Porting PAGA results from scanpy to R
Seurat and scanpy are both great frameworks to analyze single-cell RNA-seq data, the main difference being the language they are designed for. Most of the methods frequently used in the literature are available in both toolkits and the workflow is essentially the same. However, Fabian Theis and his group (with special credit to Alex Wolf) have recently published their PAGA algorithm that attempts to harmonize dimensional reduction with clustering and trajectory analysis. This is very exciting and a step in the right direction as tSNE and UMAP are known to have limitations in this regard. However, if you are a heavy Seurat/R user, you will be bummed to hear that for now (at least to my knowledge) no R port of PAGA exists and I’m not sure the authors have intentions to change this.
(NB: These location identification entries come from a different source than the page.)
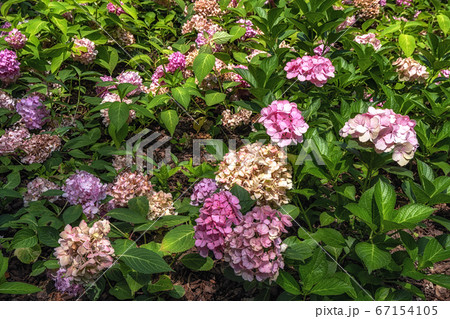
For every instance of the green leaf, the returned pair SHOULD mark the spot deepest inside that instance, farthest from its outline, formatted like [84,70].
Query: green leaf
[24,238]
[182,96]
[170,120]
[213,98]
[179,239]
[127,215]
[18,288]
[244,198]
[407,43]
[163,284]
[409,215]
[444,23]
[333,286]
[288,283]
[145,261]
[49,236]
[72,213]
[197,263]
[203,64]
[118,114]
[373,257]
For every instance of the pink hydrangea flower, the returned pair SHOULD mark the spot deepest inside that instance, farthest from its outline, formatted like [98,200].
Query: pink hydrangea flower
[254,247]
[16,39]
[385,131]
[9,66]
[369,38]
[315,69]
[202,190]
[133,78]
[115,9]
[33,112]
[177,61]
[86,190]
[83,51]
[218,214]
[284,123]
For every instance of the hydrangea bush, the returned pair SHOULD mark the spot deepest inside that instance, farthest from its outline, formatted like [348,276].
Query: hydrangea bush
[294,150]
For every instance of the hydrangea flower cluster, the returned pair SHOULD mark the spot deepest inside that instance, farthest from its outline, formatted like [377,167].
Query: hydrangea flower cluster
[36,188]
[84,252]
[83,51]
[254,247]
[33,112]
[284,123]
[369,38]
[39,147]
[160,204]
[86,190]
[128,185]
[386,131]
[9,67]
[16,39]
[202,190]
[404,3]
[218,214]
[260,169]
[315,69]
[249,31]
[12,139]
[6,101]
[112,8]
[112,97]
[410,70]
[243,117]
As far as I know, Cole Trapnell and his lab are working on implementing something similar, if not precisely the PAGA algorithm, in Monocle 3.
For those of you who do most of their analysis in Seurat and want to perform PAGA analysis (and/or can’t wait for Monocle 3), I explain here how to do so.
Requirements
Seurat
v2.x; unfortunately, theConvert()
function in Seurat v3 doesn’t seem to be able yet to export the Seurat object to the anndata format (which is what we need).- The
reticulate
R package for communication between R and Python. scanpy
; I installed it usingpip3
.
I also use the tidyverse
R meta package but they are not technically required as the respective commands can be replaced.
Let’s get started
First we load the packages mentioned above.
library("Seurat")
library("tidyverse")
library("reticulate")
Then we load a Seurat object (this one here was created with Seurat
v2.3.4), convert it to the anndata format and save it to a file.
seurat <- readRDS("seurat.rds")
seurat_ad <- Convert(
from = seurat,
to = "anndata",
filename = "seurat.h5ad"
)
Without RNA velocity data
Apply PAGA and UMAP
Now we use the reticulate
package to…
- load
scanpy
- load the exported anndata file (
sc.read()
) - find neighbors (
sc.pp.neighbors()
) - cluster cells using the Leiden algorithm (
sc.tl.leiden()
) - run PAGA analysis (
sc.tl.paga()
) and give it a visual check (sc.pl.paga()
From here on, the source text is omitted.